Millennials are often viewed by older generations as being lazy or as being more focused on enjoying personal life experiences than working toward career growth. These and other common misconceptions about millennials can make it difficult for you to succeed with your job interview.

After all, you may feel as though you need to overcome a particular stereotype and be the best candidate for the position at the same time. This seemingly puts you at a disadvantage in comparison to other job seekers. However, there are simple steps that you can take to change preconceived notions and land a great job in your field.

Be Aware of the Stereotype

In some cases, certain aspects of stereotypes actually do relate to you, but many people fall outside of the typical mold in substantial ways as well. The labels of a stereotype can affect how others see you even before they meet you.

These labels can impact your overall performance level when they get in your head, and they can also negatively impact self-confidence and self-esteem. To overcome stereotypes, you must first acknowledge what the stereotypes are and how they impact how others see you.

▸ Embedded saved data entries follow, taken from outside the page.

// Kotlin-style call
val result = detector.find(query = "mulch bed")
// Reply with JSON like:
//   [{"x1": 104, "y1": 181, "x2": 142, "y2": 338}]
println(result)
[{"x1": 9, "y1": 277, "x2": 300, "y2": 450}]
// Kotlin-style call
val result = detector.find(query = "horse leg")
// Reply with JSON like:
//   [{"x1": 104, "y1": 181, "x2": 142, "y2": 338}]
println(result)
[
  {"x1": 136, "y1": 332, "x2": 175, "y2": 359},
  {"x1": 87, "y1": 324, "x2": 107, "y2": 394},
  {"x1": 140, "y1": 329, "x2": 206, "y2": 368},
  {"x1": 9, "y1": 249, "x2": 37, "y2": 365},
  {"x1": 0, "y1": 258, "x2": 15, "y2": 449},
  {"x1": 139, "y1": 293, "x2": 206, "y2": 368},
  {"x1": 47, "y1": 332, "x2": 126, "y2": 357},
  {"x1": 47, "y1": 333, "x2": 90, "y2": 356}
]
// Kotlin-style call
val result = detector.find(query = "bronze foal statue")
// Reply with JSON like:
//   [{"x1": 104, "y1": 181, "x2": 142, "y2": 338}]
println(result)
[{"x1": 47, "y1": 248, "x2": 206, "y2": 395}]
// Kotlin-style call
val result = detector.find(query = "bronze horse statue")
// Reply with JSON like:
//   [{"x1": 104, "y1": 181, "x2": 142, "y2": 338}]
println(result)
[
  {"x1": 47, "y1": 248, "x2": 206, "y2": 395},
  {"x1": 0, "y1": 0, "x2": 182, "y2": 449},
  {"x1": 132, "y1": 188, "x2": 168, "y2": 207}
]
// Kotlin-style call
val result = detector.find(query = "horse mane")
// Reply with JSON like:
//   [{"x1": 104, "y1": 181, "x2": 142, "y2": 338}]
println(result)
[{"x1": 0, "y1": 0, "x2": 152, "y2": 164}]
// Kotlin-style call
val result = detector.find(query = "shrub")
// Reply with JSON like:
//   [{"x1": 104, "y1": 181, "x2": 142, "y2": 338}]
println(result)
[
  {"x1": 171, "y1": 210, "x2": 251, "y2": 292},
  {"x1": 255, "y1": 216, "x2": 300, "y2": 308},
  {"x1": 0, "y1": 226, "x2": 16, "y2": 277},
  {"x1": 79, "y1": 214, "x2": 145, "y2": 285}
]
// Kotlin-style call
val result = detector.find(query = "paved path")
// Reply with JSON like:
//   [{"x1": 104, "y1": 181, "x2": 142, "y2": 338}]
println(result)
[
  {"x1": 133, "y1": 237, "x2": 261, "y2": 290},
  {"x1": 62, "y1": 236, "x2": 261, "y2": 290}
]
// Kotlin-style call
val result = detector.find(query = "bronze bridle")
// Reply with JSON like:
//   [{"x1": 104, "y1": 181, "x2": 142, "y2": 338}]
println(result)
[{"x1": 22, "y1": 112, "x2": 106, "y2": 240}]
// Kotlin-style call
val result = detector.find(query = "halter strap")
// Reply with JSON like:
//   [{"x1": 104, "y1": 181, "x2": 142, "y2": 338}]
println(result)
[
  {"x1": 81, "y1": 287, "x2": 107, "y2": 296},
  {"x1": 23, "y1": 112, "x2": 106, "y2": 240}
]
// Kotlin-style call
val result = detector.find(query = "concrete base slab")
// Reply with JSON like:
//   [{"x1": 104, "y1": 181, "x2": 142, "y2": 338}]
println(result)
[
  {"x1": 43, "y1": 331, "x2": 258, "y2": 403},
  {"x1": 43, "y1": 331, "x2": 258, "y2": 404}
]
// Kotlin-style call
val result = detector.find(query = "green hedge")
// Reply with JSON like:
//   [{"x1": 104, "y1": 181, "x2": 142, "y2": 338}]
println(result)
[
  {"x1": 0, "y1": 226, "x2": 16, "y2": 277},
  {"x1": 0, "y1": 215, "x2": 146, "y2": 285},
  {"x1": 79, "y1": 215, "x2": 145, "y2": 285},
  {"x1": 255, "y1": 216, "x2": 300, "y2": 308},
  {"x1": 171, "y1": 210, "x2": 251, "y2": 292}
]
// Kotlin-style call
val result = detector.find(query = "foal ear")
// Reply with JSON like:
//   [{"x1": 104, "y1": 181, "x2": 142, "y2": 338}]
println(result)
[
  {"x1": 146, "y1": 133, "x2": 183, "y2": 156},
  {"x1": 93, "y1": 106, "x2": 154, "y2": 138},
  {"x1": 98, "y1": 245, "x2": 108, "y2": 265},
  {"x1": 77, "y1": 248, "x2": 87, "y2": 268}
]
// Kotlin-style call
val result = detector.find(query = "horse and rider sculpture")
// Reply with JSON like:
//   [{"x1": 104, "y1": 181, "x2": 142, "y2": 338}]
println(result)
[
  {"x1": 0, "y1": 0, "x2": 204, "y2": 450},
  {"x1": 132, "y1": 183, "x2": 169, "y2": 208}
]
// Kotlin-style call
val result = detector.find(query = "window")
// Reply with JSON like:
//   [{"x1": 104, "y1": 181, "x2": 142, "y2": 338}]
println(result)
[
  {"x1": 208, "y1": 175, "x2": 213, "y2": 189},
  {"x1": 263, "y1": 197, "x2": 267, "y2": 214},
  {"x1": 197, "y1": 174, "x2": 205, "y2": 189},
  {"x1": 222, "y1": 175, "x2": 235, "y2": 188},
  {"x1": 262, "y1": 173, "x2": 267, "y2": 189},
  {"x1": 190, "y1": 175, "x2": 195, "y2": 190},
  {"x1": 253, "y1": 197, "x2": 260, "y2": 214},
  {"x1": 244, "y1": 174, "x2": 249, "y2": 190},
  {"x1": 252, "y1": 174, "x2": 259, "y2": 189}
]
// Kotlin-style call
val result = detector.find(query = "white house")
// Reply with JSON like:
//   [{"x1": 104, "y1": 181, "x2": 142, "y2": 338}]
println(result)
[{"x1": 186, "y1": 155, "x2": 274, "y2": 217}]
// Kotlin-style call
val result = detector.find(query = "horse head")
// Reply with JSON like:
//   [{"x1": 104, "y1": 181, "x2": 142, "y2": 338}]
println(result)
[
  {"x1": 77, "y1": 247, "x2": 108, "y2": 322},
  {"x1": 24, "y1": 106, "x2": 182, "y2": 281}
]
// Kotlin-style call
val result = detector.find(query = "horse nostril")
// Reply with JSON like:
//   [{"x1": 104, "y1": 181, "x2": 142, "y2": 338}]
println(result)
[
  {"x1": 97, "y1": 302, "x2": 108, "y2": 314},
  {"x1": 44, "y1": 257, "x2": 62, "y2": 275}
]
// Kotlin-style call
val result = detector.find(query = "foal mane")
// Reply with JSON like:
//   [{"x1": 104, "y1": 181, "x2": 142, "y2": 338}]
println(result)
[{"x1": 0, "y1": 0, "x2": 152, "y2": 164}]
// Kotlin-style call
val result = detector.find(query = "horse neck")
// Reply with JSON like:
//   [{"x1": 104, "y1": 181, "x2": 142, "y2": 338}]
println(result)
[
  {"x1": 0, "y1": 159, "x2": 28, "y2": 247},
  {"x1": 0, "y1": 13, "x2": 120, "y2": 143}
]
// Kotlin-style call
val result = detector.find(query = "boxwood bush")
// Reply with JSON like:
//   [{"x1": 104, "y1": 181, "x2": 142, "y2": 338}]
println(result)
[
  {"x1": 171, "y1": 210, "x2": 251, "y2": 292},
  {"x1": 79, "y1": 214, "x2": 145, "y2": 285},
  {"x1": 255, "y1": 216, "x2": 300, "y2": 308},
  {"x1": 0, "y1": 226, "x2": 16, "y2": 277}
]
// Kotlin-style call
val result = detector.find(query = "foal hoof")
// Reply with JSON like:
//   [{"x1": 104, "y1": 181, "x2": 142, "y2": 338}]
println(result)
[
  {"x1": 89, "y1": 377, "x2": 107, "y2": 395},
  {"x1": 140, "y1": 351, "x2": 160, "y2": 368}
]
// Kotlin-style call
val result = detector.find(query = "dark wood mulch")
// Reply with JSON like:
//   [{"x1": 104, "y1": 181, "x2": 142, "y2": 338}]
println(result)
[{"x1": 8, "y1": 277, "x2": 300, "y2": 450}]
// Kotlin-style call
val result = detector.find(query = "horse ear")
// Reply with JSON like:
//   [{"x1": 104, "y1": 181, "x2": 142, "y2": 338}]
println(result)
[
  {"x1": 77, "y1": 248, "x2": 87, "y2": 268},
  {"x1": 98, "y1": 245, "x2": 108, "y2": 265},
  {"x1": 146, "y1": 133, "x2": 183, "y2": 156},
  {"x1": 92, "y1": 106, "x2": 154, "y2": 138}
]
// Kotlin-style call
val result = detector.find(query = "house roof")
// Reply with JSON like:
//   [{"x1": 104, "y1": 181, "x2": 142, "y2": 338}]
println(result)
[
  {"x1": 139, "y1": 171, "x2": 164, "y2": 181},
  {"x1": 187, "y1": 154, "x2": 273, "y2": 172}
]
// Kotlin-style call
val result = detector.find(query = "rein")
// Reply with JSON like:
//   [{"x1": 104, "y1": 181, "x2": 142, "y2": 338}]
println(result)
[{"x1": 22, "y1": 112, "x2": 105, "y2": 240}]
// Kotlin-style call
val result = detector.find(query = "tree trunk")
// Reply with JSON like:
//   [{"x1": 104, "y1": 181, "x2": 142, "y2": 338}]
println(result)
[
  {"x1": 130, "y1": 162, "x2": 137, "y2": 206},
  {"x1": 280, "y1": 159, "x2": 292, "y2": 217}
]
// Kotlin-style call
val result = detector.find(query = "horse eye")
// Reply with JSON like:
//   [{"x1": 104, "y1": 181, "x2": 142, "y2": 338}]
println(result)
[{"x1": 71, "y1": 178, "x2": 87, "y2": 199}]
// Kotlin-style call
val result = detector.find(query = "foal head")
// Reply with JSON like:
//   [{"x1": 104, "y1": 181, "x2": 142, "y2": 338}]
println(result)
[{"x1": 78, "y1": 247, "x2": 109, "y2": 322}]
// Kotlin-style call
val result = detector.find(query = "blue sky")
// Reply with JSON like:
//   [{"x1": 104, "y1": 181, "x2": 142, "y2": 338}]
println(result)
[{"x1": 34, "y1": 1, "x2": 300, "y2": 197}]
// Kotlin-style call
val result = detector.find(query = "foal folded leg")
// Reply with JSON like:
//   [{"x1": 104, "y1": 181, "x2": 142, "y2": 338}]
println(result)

Rather than get upset, be aware that stereotypes affect most people in one way or another. This includes older adults, women, people of different ethnicities and more. Stereotypes are unfortunate and not always fair or accurate. An example is how women are hoping to find a software engineering job or any job in the field of STEM. Times are changing and there are plenty of places to pursue career paths, you can leverage how good you are in the interview to get a spot at your desired position.

However, you must accept they exist before you can overcome them. When you simply acknowledge how others may view anyone from your generation, you can develop a strategy to combat those stereotypes in a job interview.

Be Well-Prepared

Millennials are often viewed as lacking commitment and drive. Some millennials frequently job hop, and this notion can be detrimental to your ability to find a job.

You could counteract this stereotype by researching the company in-depth before the interview. During the interview, speak about future projects and endeavors planned by the company and how you may assist with these projects over the years. If they ask whether you have any questions, use that time wisely and without fear. It shows initiative and honest interest.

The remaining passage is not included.